Bactericidal vs Bacteriostatic: What's the Difference?

July 04, 2019
Bactericidal vs Bacteriostatic: What's the Difference?

Many of us are familiar with term "antibacterial" – the type of technologies that are widely used to treat fabrics, plastics and coatings to prevent bacteria.

They work by inhibiting the growth of and/or destroying unwanted microorganisms that are growing and replicating on surfaces or in fabrics.

These agents are well known for actively helping to keep surfaces cleaner, reducing odours and making product last longer; however, what is less commonly known is that products that help us control these microorganisms are divided into two general categories: bactericidal and bacteriostatic.

When you say each of the category titles out loud, they sound quite similar; however, there are specific defining features that help us to categorize different types of antimicrobials.

While we discuss what makes each category unique, it is important to keep in mind that at a certain level (or dosage) the “lines” may become blurred as to which of these categories the antibiotic truly belongs in.

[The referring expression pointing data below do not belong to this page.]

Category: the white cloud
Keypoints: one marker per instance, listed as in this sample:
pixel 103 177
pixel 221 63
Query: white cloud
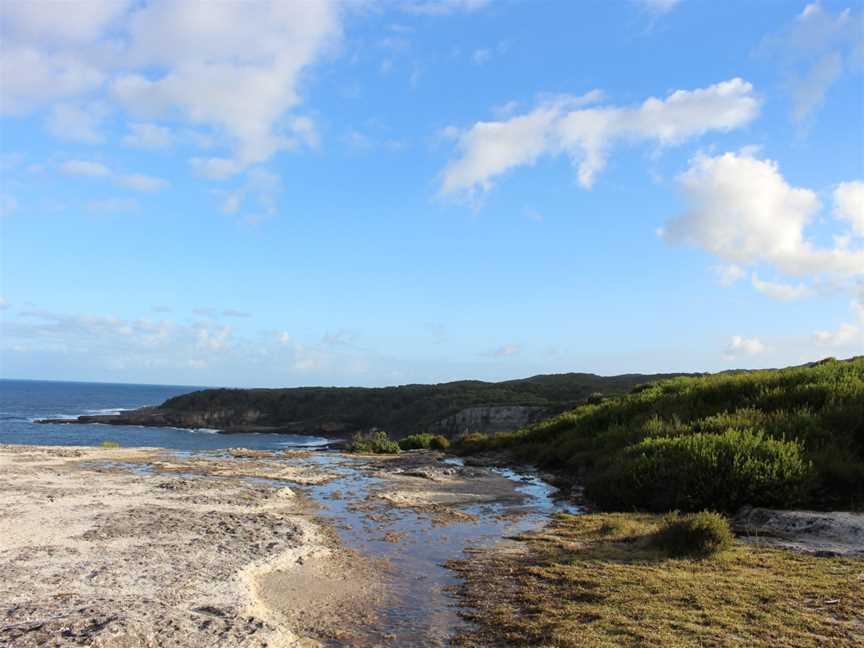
pixel 140 182
pixel 77 123
pixel 66 22
pixel 135 181
pixel 781 291
pixel 148 136
pixel 113 206
pixel 740 345
pixel 587 135
pixel 849 204
pixel 213 339
pixel 261 189
pixel 813 52
pixel 233 67
pixel 504 351
pixel 844 335
pixel 849 335
pixel 742 210
pixel 85 168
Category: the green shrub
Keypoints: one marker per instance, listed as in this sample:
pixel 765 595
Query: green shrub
pixel 424 441
pixel 374 442
pixel 705 471
pixel 439 442
pixel 415 442
pixel 697 534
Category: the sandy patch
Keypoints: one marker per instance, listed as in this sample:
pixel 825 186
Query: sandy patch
pixel 92 553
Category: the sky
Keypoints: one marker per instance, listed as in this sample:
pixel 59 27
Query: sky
pixel 324 192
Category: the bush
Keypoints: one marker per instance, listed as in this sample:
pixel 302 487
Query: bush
pixel 697 534
pixel 439 442
pixel 424 441
pixel 721 472
pixel 374 442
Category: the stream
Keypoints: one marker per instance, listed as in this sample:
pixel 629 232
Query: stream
pixel 419 611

For example, if the concentration of a bacteriostatic treatment is particularly high, it may perform in ways that are more reflective of the characteristics you would expect to see in a bactericidal, however, this does not mean the technology is inherently bactericidal.

Let’s look at the differences in meanings between bactericidal vs bacteriostatic.


The main defining feature of a bactericidal substance is that these antimicrobial treatments directly kill bacteria.

These agents “attack” microbes by affecting the cell wall, lipids, enzymes, or protein synthesis within the cell – sometimes even completing a combination of these mechanisms. By disrupting the cell wall structure of existing cells and inhibiting the formation of new cells, bactericidal substances cause bacterial cells to die off, therefore decreasing the amount found in the individual affected.

Bactericidal technologies contribute to irreversible cell death and are often chosen for materials that will be used in healthcare facilities where complete kill is targeted to maintain aseptic environments.


Bacteriostatic treatments differ from bactericidal versions in that they inhibit the growth and multiplications of bacterial cells, rather than directly kill them.

Bacteriostatic agents can achieve this by obstructing the metabolic mechanisms of the bacterial cell, in most cases targeting the protein synthesis. While doing this does not cause outright cell death, it does effectively inhibit further growth and DNA replication of the bacterial cells.

When bacteriostatic agents are utilized, the treatment will regulate the number of bacterial cells. While the bacteria will not be eliminated, their numbers will not increase.

Essentially, bacteriostatic treatments effectively keep bacterial cells from replicating.

Bacteriostatic substances produce reversible results. As mentioned in the introduction, very high treatment levels of bacteriostatic agents may eventually result in bactericidal characteristics – irreversible action and/or cell death.


Bactericidal products eliminate bacteria while bacteriostatic products keep bacterial populations in check by inhibiting replication.